West Bengal assembly elections, 2011: Cooch Behar Dakshin constituency
| Party |  | Candidate | Votes | % | ±% |
|---|---|---|---|---|---|
|  | AIFB | Akshay Thakur | 72,028 | 47.04 | −4.03 |
|  | AITC | Abdul Jalil Ahmed | 69,165 | 45.17 | +11.29 |
|  | BJP | Gayetri Kar | 6,419 | 4.19 |  |
|  | Independent | Sanat Sen | 2,207 | 1.44 |  |
|  | Independent | Shyamal Chandra Barman | 1,277 | 0.83 |  |
| Majority |  |  | 2,863 | 1.87 |  |
| Turnout |  |  | 153,115 | 83.92 |  |
|  | AIFB hold |  | Swing |  |  |

=== 2006 ===
In the 2006 and 2001 state assembly elections, Akshay Thakur of Forward Bloc won the Cooch Behar West seat defeating Abdul Jalil Ahmed and Soumendra Chandra Das (both of Trinamool Congress) respectively.

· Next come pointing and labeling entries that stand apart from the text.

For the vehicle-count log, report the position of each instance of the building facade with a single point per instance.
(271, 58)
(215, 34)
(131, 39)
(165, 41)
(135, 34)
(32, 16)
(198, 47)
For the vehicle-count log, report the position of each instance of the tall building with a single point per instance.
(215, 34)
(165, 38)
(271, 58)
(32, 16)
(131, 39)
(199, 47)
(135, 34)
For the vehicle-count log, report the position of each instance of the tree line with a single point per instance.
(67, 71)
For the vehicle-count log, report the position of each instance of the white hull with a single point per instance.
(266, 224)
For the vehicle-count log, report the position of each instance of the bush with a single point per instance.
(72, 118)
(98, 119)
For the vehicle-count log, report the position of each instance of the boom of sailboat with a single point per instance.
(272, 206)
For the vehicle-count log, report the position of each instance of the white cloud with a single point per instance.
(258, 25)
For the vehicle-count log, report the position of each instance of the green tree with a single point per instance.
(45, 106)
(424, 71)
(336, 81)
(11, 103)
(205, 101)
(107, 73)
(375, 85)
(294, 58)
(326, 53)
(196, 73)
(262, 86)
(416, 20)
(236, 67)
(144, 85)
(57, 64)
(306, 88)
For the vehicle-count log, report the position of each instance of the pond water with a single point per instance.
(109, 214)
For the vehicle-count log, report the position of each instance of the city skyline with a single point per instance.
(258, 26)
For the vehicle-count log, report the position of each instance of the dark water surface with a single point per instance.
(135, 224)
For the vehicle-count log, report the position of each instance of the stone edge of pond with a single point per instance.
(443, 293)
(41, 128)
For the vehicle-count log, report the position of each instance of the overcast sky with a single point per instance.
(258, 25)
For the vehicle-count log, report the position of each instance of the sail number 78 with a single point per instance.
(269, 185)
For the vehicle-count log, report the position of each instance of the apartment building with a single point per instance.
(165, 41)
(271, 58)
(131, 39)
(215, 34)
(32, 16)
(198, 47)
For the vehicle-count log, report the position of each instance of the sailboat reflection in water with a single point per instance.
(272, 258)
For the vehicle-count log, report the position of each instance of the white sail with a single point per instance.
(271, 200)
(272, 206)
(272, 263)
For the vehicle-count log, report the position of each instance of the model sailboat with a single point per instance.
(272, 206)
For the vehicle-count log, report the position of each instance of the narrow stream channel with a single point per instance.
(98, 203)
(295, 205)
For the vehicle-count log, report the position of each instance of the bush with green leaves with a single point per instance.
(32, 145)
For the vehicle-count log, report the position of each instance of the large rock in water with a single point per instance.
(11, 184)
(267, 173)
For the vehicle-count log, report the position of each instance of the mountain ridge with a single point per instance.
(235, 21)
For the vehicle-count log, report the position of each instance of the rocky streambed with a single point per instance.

Soumindra Chandra Das of Forward Bloc defeated Abdul Jalil Ahmed representing Congress in 1996 and Ramkrishna Pal of Congress in 1991. Bimal Kanti Basu of Forward Bloc defeated Shyamal Choudhury of Congress in 1987 and 1982, and Maqsudar Rahman of Congress in 1977.

=== 1972 ===
Sunil Kar of Congress won the Cooch Behar North in 1972 and 1971. Bimal Kanti Basu of Forward Bloc won it in 1969. M.R.Tar of Congress won it in 1967. Sunil Dasgupta of Forward Bloc won it in 1962. Santosh Kumar Roy of Congress won the Cooch Behar South seat in 1972, 1971, 1969 and 1967. Sunil Basunia of Forward Bloc won the seat in 1962. Rajani Das of Congress won the Cooch Behar West seat in 1972 and 1971. Prasenjit Barman of Congress won it in 1969 and 1967. The seat was not there prior to 1967.

=== 1957 ===
Cooch Behar was a joint seat in 1957. It was won by Maziruddin Ahmed and Satish Chandra Roy Singha (both of Congress). In independent India's first election in 1951, Maziruddin Ahmed and Jatindra Nath Singha Sarkar (both of Congress) won the Cooch Behar joint seat.